I had always lived in a house with my parents so living in a block of flats was all new to me. you could virtually hear every noise going, the lift doors opening and shutting, people walking across the corridor, the people who lived in the flat below us and above us. After listening to all those different sounds around me, I never really took into consideration the noises other people could hear from the flat I live in with my abuser.
Whenever he came back from the pub at ridiculous times of the night playing his music loudly for hours afterwards, my screams and my cries echoing around the flat.
These things were all a regular occurrence during our 3 year relationship and whenever I saw our neighbours the following day, nothing was ever said about the night before. It was as though I was invisible to them, that I didn’t even exist. They would say hello and be off, carrying on with their daily business.
I don’t even know what I was expecting them to say to me, let along how they could help me, but before they went I would just stare at them intensely hoping they would give me a hug and tell me everything would be okay.
One rare afternoon when I was in the pub with him, we sat together at the table by the window facing the bar, the lady who lived below us was the bar maid. She was leaning on the bar and looking at both of us. My ex had just taken a sip of his pint when she said, I hear her last night…My stomach started doing somersaults, my face felt hot, everything fell silent as I tried quickly to remember what had happened last night. You were having sex, she replied. I remember my ex abuser, spitting his beer out and with a huge grin on his face he said, well that’s the effect I have on women.
I felt so humiliated.
But if she heard that, she must have heard everything else too and why would she only mention that? If she heard my screams why didn’t she do something about it?
One particular night, he came back drunk, well we went back to our neighbours flat and we were watching a film when everything suddenly turned into an uproar for some reason with my ex abuser turning over a chair and completely smashing the lightbulb in the living room and I can just remember our neighbour inhaling a deep gasp of breath and exhaling with, not tonight please. The smashing of the glass made me feel sick inside as I had no idea what was going to happen next. I sat on the settee next to my neighbour when a knock at the front door stopped everything. A voice said, it’s me, and instantly I recognised it to be the man from the flat above us. My ex said, what do you want, I’ve brought your DVDs back man. I squinted and looked at the clock on the wall in front me of me, it was 2.30am.
He opened the door and in cam the man from upstairs, he pushed some DVDs into my ex’s arms and proceeded to walk over to the settee where he squeezed next to me and the neighbour, whose flat we were at.
My instant reaction was oh ffs why have you sat next to me, now I’m going to have to face the consequences. I felt him tap me in my ribs but neither of us made eye contact and out of the corner of his mouth he whispered, I’ve only come to see if you are okay. Tears stung my eyes as I slowly nodded.
Looking back, I think he only came to see if there were any physical injuries and as soon as he arrived he left.
I was so broken inside and out, I didn’t know how to ask for help, I just thought someone would come over to me and fix all my missing pieces.
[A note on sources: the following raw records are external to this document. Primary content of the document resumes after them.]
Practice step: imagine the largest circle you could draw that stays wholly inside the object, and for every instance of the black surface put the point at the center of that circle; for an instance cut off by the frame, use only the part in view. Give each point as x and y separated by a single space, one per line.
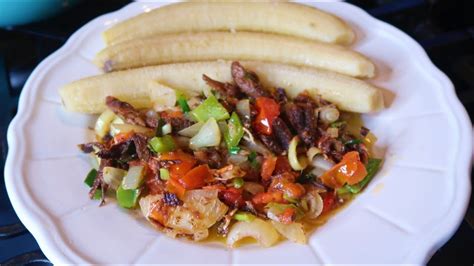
444 28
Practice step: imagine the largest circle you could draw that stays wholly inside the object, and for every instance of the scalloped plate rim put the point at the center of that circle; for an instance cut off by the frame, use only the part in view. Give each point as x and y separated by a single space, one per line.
57 250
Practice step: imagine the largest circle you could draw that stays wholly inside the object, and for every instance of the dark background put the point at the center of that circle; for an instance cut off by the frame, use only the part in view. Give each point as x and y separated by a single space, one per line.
444 28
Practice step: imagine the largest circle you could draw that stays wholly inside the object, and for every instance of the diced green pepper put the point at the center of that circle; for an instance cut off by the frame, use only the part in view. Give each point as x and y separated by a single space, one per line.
234 131
159 127
244 216
162 144
183 104
210 108
134 177
90 178
234 150
372 167
164 174
89 181
238 182
127 198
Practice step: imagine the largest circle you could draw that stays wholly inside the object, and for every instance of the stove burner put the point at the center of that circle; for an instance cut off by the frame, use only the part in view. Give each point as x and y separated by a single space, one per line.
30 258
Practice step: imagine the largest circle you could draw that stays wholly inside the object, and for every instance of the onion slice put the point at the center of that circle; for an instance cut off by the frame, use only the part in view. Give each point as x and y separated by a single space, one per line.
297 163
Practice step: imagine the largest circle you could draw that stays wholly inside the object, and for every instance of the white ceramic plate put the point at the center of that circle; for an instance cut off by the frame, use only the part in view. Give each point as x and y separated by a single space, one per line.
410 209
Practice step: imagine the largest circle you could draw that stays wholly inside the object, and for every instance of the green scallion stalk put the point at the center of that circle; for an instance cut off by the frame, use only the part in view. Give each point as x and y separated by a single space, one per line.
372 168
162 144
234 131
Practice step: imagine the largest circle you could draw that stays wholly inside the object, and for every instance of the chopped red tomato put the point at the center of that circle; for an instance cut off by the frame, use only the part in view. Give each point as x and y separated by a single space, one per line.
285 183
175 187
350 170
178 170
232 197
288 216
196 178
263 198
268 110
268 167
171 114
329 200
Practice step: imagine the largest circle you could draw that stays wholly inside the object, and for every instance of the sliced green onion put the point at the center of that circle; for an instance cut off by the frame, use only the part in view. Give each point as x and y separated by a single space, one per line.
134 177
90 178
127 198
238 182
372 167
234 131
234 150
162 144
210 108
164 174
244 216
113 176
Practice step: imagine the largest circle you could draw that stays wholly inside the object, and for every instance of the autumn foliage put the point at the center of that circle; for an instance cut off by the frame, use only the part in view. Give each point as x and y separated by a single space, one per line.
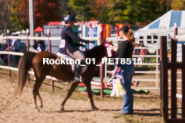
45 11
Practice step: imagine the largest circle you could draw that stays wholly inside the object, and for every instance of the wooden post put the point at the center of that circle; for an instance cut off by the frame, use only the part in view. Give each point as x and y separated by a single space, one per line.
28 46
49 44
9 71
164 76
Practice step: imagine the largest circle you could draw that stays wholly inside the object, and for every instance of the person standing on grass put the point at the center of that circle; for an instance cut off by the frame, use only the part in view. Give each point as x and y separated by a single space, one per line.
125 50
39 45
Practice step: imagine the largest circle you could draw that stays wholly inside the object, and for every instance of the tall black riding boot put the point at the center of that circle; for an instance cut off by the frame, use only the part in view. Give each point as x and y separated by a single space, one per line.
77 73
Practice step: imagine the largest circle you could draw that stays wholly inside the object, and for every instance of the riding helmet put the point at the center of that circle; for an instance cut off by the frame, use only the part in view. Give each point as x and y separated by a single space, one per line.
69 18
He had brainwashed and manipulated me into believing it was all my fault and if I did tell anyone they wouldn’t believe me. So I didn’t tell anyone.
Years after I had left him, it was a nice sunny day, I had my bedroom window open when I heard someone shouting, help he’s going to kill me. For a few moments I froze but then I reached for my mobile phone from my back pocked at I dialled 999.
I spoke to male officer and I started the conversation with, I didn’t want to give my name for safety reasons and proceeded to tell him what I had heard. When I had finished the call, reality struck, years ago that was me but the only difference was everyone stood by and watched when it was happening to me.
I started to shake and panic so I went for a walk to clear my head, I couldn’t sop thinking about what I had heard, what had happened and what could have been. As I walked back down the road back home, I saw an ambulance outside the house I had heard the screaming coming from. I felt sick, I felt angry and upset but deep down I knew I did the right thing.
I didn’t get involved, I reported the incident anonymously and I didn’t stand by but I did help save a life.